The average length of the sequences generated on the MinION is 5.4 kilobases, with some as long as 10 kilobases. That is longer than the average read out delivered by the current dominant sequencing technology, sold by Illumina of San Diego, California, which delivers fragments of DNA that are hundreds of base pairs long. But the median length of the MinION’s reads is shorter than the target that Oxford Nanopore announced in 2012.
Jaffe also found that the MinION seemed to have difficulty sequencing particular parts of the bacterial genomes that he studied. That is worrisome to bioinformaticians, because it is more challenging to correct for systematic sequencing errors than random ones. In Jaffe's case, the recurring errors prevented him from assembling the complete genome sequences of the two bacteria from scratch using only MinION data; instead, he used MinION sequences to supplement data generated by Illumina machines.

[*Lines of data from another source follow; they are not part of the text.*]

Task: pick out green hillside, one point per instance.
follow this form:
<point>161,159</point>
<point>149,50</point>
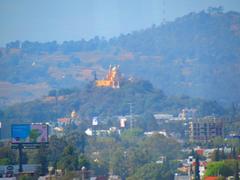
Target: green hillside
<point>196,55</point>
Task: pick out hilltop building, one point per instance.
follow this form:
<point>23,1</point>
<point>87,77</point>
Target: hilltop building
<point>203,130</point>
<point>112,79</point>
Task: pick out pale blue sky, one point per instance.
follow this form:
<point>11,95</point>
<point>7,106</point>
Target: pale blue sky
<point>46,20</point>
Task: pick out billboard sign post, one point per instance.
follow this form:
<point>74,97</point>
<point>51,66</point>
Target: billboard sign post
<point>28,136</point>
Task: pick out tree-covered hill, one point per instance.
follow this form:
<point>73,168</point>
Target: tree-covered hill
<point>93,101</point>
<point>196,55</point>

But he sounded optimistic about the MinION's future. Oxford Nanopore has said that higher-quality DNA or different preparation methods should increase the average read length. Jaffe says that the company can work to eliminate errors, perhaps by using a variety of pores with different properties. But even now, he says, most long MinION reads had lengthy stretches without any mistakes. The systematic errors are “a temporary feature that we hope they'll figure out how to solve”.

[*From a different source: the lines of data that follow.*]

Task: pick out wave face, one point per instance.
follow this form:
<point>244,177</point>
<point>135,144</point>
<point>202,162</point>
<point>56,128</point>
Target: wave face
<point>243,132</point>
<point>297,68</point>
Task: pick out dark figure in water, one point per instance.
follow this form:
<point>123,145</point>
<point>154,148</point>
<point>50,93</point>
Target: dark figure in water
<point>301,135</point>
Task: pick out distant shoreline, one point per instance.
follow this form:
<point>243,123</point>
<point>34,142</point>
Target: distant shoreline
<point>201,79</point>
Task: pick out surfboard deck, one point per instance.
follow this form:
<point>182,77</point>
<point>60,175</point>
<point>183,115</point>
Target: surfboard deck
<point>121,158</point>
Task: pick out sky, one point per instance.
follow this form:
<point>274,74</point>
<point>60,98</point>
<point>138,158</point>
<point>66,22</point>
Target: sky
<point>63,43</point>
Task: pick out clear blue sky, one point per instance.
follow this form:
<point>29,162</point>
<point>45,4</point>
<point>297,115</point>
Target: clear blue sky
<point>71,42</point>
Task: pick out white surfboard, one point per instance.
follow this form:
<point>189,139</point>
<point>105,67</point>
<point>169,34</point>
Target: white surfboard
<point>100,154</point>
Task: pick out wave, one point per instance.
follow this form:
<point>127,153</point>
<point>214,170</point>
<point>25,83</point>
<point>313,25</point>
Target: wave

Other researchers will soon have a chance to form their own opinions about the device, as Oxford Nanopore today launched its early-access programme. Researchers who pay a US$1,000 deposit, plus $250 for shipping costs, can receive their own MinIONs to begin testing the machines in their labs.

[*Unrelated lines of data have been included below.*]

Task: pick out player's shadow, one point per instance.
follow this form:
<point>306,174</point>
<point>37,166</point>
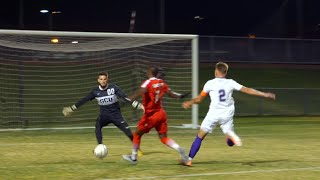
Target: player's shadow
<point>247,163</point>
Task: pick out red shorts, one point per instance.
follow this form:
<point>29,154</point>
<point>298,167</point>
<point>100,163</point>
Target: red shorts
<point>157,120</point>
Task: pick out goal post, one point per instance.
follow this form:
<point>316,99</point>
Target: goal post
<point>42,71</point>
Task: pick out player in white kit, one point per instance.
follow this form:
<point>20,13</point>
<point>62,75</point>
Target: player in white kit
<point>221,109</point>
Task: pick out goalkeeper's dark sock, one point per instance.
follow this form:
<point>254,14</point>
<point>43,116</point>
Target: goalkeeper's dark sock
<point>195,147</point>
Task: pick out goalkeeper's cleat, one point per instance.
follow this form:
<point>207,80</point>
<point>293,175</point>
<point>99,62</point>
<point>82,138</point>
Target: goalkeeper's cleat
<point>184,157</point>
<point>129,158</point>
<point>188,163</point>
<point>140,153</point>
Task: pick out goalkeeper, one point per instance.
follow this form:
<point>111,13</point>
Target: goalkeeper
<point>107,96</point>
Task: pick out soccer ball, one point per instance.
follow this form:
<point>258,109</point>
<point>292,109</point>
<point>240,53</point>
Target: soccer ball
<point>101,151</point>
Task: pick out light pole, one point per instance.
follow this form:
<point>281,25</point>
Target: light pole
<point>50,17</point>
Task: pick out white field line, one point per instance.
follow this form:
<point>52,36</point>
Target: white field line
<point>217,173</point>
<point>112,127</point>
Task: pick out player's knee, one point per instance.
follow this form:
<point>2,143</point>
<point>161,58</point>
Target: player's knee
<point>233,139</point>
<point>164,140</point>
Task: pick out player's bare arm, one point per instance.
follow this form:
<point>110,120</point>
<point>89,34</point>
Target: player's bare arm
<point>255,92</point>
<point>196,100</point>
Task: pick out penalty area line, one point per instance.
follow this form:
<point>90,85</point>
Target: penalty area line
<point>217,173</point>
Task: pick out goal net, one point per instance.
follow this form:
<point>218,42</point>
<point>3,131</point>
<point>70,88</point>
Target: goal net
<point>42,71</point>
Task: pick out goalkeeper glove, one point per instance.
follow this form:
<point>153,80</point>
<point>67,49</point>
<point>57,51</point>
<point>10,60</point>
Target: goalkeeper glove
<point>66,111</point>
<point>137,105</point>
<point>184,95</point>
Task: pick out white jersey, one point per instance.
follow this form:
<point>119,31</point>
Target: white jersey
<point>220,91</point>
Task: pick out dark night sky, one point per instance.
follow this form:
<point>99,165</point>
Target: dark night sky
<point>267,18</point>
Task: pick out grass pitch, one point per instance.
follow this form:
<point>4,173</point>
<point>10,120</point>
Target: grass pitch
<point>273,148</point>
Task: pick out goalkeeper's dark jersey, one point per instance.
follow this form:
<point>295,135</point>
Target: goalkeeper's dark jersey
<point>107,98</point>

But Isaac Ro, an analyst at US investment bank Goldman Sachs — which advised Illumina in 2012 when it fought off a takeover bid by the Swiss drug giant Roche — called Jaffe's presentation “underwhelming”. “Oxford Nanopore still appears to be in development mode and, in our view, is unlikely to threaten [Illumina’s] competitive position at this time,” Ro said in a research note.
However, some scientists think that the MinION has potential to shake up the sequencing industry. Geneticist Yaniv Erlich of the Whitehead Institute for Biomedical Research in Cambridge, Massachusetts, says that the small, cheap and portable MinION is a welcome change from the bulky, pricey sequencing machines that scientists are used to. If Oxford Nanopore continues to improve the technology, he says, it will enable a range of applications that are not possible today, such as the use of sequencers outside the lab.
“This reminds me of the early days of Illumina, when all we could get were 36-base-pair reads, and we were all very excited about that,” says Erlich. “I think we should give [Oxford Nanopore] more time.”